⚔️
Era stato un errore, uno dei
peggiori che potesse commettere.
Se l’avesse saputo non si sarebbe certo messo alla ricerca di
quel mito della malora. Se ne sarebbe rimasto a pulire fino
all’ultima insipida particella di pulviscolo che aleggiava
nella
vecchia biblioteca della Shibusen. Avrebbe sistemato i libri sugli
scaffali in ordine cronologico e l’altra metà in
ordine
alfabetico. Avrebbe grattato via la muffa dai tomi più
vecchi e
riverniciato le pareti consumate dall’umidità.
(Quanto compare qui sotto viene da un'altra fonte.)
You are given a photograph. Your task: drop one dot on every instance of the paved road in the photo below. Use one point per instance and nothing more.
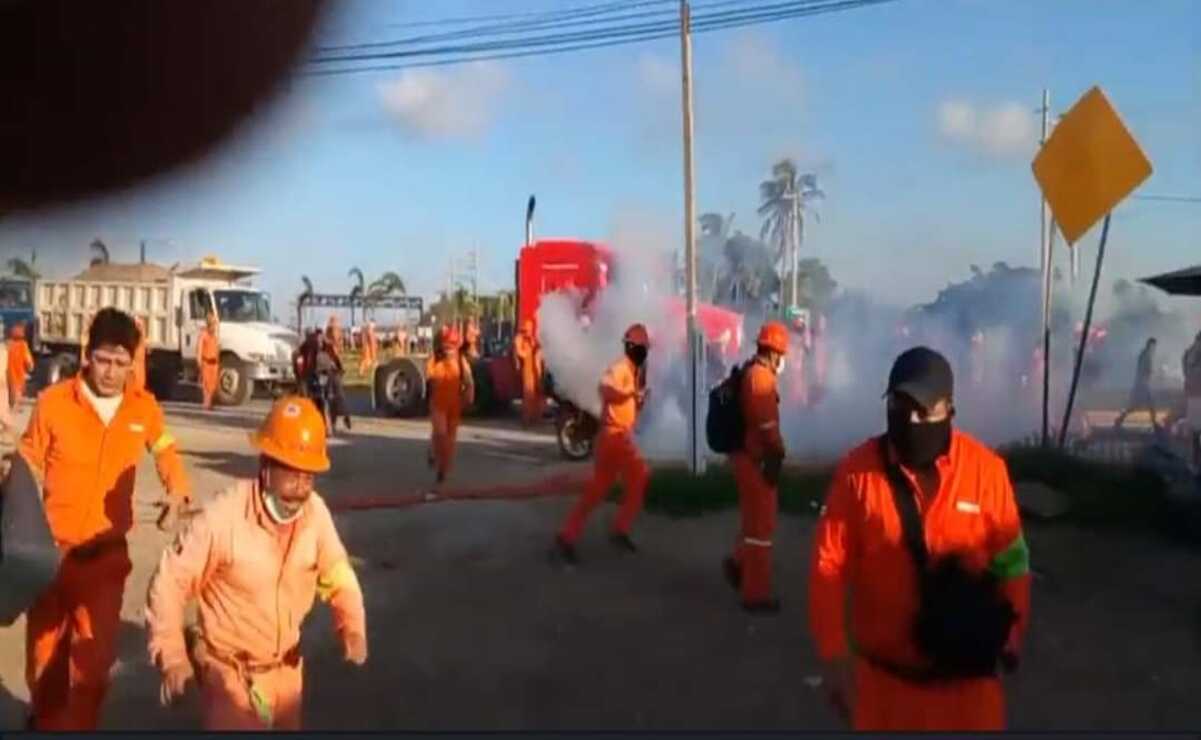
(472, 626)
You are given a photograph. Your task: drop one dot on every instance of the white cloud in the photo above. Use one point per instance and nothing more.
(453, 103)
(1002, 130)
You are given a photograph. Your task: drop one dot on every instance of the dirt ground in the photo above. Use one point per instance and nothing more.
(472, 626)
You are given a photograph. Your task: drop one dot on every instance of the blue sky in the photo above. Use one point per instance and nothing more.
(918, 115)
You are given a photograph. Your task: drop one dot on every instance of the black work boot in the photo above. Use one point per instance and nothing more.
(566, 550)
(733, 573)
(623, 542)
(764, 608)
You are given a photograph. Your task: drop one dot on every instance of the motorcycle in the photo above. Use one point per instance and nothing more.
(575, 430)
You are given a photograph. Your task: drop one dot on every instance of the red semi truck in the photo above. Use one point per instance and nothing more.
(544, 267)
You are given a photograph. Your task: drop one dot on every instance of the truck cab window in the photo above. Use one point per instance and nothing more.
(199, 304)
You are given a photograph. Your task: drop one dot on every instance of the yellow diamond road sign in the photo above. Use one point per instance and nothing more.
(1089, 165)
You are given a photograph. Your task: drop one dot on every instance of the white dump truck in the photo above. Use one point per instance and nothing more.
(173, 305)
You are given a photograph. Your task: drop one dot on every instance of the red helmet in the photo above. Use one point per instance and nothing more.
(774, 335)
(638, 335)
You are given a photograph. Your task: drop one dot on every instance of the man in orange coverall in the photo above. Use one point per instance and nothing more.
(757, 471)
(21, 364)
(622, 393)
(138, 368)
(254, 560)
(876, 672)
(527, 357)
(449, 388)
(370, 350)
(83, 441)
(471, 339)
(208, 353)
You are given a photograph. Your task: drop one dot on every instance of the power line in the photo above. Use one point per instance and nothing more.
(590, 40)
(1170, 198)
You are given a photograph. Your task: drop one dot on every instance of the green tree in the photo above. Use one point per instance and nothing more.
(783, 201)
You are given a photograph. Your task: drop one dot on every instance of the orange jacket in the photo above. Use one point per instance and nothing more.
(760, 411)
(527, 353)
(254, 580)
(88, 470)
(859, 545)
(619, 393)
(446, 379)
(21, 359)
(208, 347)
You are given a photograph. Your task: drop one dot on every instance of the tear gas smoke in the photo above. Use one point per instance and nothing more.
(989, 327)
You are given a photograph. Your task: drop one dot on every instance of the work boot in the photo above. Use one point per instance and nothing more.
(622, 541)
(733, 573)
(566, 550)
(763, 608)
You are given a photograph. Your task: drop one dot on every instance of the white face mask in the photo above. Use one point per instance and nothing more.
(278, 511)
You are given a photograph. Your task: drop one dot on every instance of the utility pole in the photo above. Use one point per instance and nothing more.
(1045, 262)
(695, 460)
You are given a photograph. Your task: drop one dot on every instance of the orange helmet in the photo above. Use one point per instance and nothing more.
(293, 434)
(774, 335)
(449, 338)
(638, 335)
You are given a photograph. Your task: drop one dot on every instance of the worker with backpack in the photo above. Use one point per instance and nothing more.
(744, 423)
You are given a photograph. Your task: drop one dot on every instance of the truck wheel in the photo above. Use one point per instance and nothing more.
(60, 368)
(399, 387)
(162, 376)
(234, 386)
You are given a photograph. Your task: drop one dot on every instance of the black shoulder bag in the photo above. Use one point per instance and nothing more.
(963, 619)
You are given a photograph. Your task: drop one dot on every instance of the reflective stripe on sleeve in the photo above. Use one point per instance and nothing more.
(162, 443)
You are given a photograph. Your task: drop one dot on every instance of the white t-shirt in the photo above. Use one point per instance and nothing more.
(106, 407)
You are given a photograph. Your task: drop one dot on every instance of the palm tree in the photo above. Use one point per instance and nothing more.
(783, 202)
(21, 268)
(100, 252)
(387, 285)
(357, 291)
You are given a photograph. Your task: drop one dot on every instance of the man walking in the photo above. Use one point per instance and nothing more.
(757, 470)
(921, 530)
(622, 393)
(84, 440)
(1140, 394)
(255, 559)
(208, 353)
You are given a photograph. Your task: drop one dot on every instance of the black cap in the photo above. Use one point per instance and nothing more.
(924, 375)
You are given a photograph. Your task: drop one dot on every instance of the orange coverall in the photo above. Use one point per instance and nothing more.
(255, 582)
(446, 380)
(616, 454)
(757, 497)
(88, 475)
(529, 356)
(859, 547)
(471, 340)
(138, 369)
(21, 364)
(208, 353)
(370, 351)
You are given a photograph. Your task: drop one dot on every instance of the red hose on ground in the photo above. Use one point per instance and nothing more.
(563, 484)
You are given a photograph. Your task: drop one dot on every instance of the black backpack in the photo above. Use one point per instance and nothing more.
(724, 425)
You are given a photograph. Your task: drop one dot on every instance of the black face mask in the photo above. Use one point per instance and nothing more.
(635, 353)
(919, 445)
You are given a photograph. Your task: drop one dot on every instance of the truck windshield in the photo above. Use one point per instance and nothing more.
(15, 296)
(242, 306)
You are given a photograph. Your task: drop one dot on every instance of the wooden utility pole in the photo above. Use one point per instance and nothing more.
(695, 459)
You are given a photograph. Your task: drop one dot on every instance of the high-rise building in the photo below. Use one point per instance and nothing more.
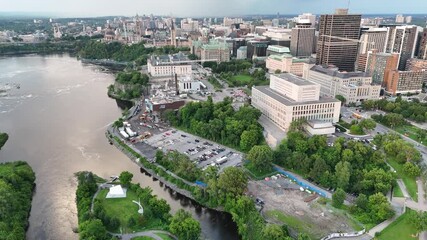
(372, 38)
(402, 40)
(355, 87)
(400, 18)
(422, 51)
(403, 82)
(302, 38)
(338, 39)
(380, 64)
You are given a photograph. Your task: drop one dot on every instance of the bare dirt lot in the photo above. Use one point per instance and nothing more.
(286, 205)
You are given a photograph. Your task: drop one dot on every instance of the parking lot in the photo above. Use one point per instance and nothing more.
(201, 151)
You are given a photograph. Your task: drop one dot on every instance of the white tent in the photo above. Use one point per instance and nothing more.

Black Star sarebbe stato disposto persino a scrostare via dal bancone
del bibliotecario tutte le fottute chewing
gum che
puntualmente lo schifoso panzone appiccicava sotto al legno della
scrivania, come uno studentello da quattro soldi che non avesse voglia
di alzarsi per buttarle nel cestino dell’aula.
E invece no. Era lì, in quella grotta umidiccia e fangosa,
con
una sottospecie di bipede dal discutibile colore bianco tendente al
giallo – della stessa tonalità dei moribondi
mangiati
dall’ittero – e gli occhi allucinati di chi abusava
un
po’ troppo di marjuana. Come se non bastasse già
il
bizzarro e grottesco aspetto, la creatura portava un cappello
più alto della sua stessa statura ed un fastidiosissimo
bastone
che continuava a puntargli contro, attentando in continuazione alla sua
pazienza – non che il meister
ne avesse molta. In pratica, quell’irritante gargoyle gli
pareva
la misera riproduzione d’un formichiere travestito da mago.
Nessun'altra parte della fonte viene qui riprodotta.